Subtle As A Hurricane 2 kids; Texas 4131 posts
8th Nov '12

It sounds to me like you need to decide if you want to continue with your marriage or get a divorce and get back together with your ex. If you know you will never be happy with your husband, end it now. The longer you drag it out, the worse it will be. Whatever you decide, good luck.

BG Secrets Arizona 4906 posts
8th Nov '12
Quoting *Turtles*:" Why are you still with your SO then?"


because i want my daughter to have both of her parents in her life. because i do love him, even though most of you probably won't believe that. this is tearing me apart and i wish i could make it all go away.

Turd Ferguson Bangkok, Thailand 4583 posts
8th Nov '12
Quoting BG Secrets:" i know, and i feel absolutely horrible about it. :( i've thought about what you said. maybe i'm idealizing ... [snip!] ... i'm idealizing him and vice versa. i don't know. i really wish i could get over him. truly, i do, but it's not that simple."


Take it from me. I spent a great deal of my time romanticizing a relationship I had when I was 19. He was in another state. We met a few times to be together. On my 25th birthday he showed up on my doorstop. I was excited, shocked, nervous, and at the end of the day not in love. Thank goodness I didn't have to make the decision you are. But I can confirm what I said to be true, for me atleast.

user banned 4 kids; Mueang Phuket, Thailand 30487 posts
8th Nov '12
Quoting BG Secrets:" because i want my daughter to have both of her parents in her life. because i do love him, even though ... [snip!] ... love him, even though most of you probably won't believe that. this is tearing me apart and i wish i could make it all go away."


can you and your husband try and go out and be all romantic and hopefully take your mind off him?

SpaceCowgirl Due December 21; 3 kids; Oregon 20240 posts
8th Nov '12

Do you want it to be more than an emotional affair? Or is this more of a crush?

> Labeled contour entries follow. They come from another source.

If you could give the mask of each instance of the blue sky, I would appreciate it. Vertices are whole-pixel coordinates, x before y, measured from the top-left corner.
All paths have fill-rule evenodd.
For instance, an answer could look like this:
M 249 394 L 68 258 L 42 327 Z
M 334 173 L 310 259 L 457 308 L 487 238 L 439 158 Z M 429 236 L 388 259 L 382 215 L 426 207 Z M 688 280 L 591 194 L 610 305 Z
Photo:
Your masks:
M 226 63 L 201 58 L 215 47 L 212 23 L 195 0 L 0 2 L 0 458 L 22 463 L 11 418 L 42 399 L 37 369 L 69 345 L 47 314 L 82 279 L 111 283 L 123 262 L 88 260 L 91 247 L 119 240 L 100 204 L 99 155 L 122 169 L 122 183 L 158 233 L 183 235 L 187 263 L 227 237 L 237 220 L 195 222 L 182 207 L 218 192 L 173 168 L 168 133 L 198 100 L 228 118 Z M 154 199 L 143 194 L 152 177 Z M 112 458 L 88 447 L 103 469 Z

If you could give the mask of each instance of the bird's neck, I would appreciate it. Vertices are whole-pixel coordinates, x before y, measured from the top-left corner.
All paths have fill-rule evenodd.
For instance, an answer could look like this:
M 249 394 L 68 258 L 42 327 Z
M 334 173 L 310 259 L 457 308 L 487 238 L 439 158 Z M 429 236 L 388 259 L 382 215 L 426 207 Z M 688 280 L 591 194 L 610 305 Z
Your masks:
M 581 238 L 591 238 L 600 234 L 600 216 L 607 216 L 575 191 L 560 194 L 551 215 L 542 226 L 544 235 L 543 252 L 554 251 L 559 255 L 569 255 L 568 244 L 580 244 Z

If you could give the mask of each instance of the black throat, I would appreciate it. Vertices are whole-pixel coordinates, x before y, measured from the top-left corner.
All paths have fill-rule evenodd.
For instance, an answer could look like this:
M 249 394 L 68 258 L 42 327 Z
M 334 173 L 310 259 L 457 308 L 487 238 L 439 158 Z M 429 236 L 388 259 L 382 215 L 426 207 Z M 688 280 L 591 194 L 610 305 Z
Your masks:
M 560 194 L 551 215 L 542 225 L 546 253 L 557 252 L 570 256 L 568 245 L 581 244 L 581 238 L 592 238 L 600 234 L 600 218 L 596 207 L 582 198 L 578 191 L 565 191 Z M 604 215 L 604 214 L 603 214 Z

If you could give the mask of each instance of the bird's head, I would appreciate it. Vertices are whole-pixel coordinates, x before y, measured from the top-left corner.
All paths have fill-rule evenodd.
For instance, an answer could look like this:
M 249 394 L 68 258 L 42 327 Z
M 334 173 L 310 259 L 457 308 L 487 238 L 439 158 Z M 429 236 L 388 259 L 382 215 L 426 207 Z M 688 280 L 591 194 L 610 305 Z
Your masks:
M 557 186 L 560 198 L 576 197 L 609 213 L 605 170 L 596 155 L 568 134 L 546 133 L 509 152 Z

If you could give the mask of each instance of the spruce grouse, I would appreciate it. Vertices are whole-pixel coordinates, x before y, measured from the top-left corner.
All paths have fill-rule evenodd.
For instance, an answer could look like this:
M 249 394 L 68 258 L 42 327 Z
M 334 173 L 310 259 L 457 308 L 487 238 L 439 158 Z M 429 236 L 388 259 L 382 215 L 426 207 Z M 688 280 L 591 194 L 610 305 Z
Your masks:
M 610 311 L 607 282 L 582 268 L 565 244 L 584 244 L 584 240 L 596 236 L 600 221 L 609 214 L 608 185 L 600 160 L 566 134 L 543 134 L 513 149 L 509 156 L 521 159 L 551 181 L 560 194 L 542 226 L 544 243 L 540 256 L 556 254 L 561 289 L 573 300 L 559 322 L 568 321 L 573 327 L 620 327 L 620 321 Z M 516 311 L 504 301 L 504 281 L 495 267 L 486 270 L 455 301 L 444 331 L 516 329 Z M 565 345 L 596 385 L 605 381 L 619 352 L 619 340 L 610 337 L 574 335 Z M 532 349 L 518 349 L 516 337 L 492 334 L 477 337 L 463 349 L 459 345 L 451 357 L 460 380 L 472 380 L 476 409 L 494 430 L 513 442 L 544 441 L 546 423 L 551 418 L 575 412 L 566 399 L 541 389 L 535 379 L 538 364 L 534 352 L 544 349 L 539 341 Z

Baby B<3 1 angel baby; 16167 posts
8th Nov '12
Quoting BG Secrets:" because i want my daughter to have both of her parents in her life. because i do love him, even though ... [snip!] ... love him, even though most of you probably won't believe that. this is tearing me apart and i wish i could make it all go away."


Well if you love this other guy and you love him. I am just going to put it this way if you love your husband enough let him go, he deserves better then staying in a unhappy marriage. You daughter can have both parents in her life. You have to understand that although it is great to have both parents being together in her life, its not always the best thing for her. She can have you both in her life and you guys not be together because you have to think about her best interest if your not happy, she's not happy.

*Turtles* 2 kids; Someplace, UT, United States 6093 posts
8th Nov '12
Quoting BG Secrets:" because i want my daughter to have both of her parents in her life. because i do love him, even though ... [snip!] ... love him, even though most of you probably won't believe that. this is tearing me apart and i wish i could make it all go away."

You either need to divorce your SO & be with your ex or you can forget about the ex and move on.

BG Secrets Arizona 4906 posts
8th Nov '12
Quoting ☮ Phuket:" can you and your husband try and go out and be all romantic and hopefully take your mind off him?"


he's not the romantic type. never has been. we "took a break" about 2 years ago, because i didn't feel like i loved him anymore. he stepped it up for awhile and did some cheesy, romantic stuff, but that was short-lived. i know he cares about me more than i deserve and i don't want to lose him. i'm so freaking confused! i could tell my ex to eff off, but those feelings will still be there.

BG Secrets Arizona 4906 posts
8th Nov '12
Quoting *Turtles*:" You either need to divorce your SO & be with your ex or you can forget about the ex and move on."


i've been trying to do that for 8 years. i wish it were that simple.

user banned 3 kids; Portland, Michigan 15675 posts
8th Nov '12
Quoting Turd Ferguson:" In my opinion the amount of growing up that is done between 18 and say 26 isn't worth finding out that ... [snip!] ... knew back then. It's easy for our mind to remember people the way we want to. You're breaking your husbands heart right now."


:!:

user banned 3 kids; Los Angeles, California 54034 posts
8th Nov '12

All this true love stuff is juvenile and hoaky. We can have many true loves in our lives that serve different purposes. Your ex served his purpose and your husband serves his. It may not be the intense puppy love you had withyour ex-but that doesn't last forever. Most functional relationships AREN'T like that as we mature.

user banned 4 kids; Mueang Phuket, Thailand 30487 posts
8th Nov '12
Quoting BG Secrets:" he's not the romantic type. never has been. we "took a break" about 2 years ago, because i didn't feel ... [snip!] ... and i don't want to lose him. i'm so freaking confused! i could tell my ex to eff off, but those feelings will still be there."



maybe if you just cut him out.. and just go on with life, eventually it will go away.


this kinda reminds me of the notebook in a way ya know.. if i had a "noah" i wouldnt want to lose him thats for sure.

Katie[ღ]Siℓas 17 kids; Grand Haven, Michigan 2071 posts
8th Nov '12
Quoting Turd Ferguson:" In my opinion the amount of growing up that is done between 18 and say 26 isn't worth finding out that ... [snip!] ... knew back then. It's easy for our mind to remember people the way we want to. You're breaking your husbands heart right now."


So much this. I'm still in love with my first love, my first real boyfriend, the first guy I lost my virginity to. But, I'm mature enough to realize that I'm not really in love with that guy, I'm in love with who he used to be, I'm in love with the thought of who he used to be. I still dream about him. We've both grown up and we both have our own lives and I know for a fact he want's nothing to do with me and even if he did, I wouldn't risk fucking up my current relationship with my fiance who I am also deeply in love with just to see if my ex is the same guy he used to be, and I'm willing to bet he's completely different now based just on how much I've changed since then. You never really know.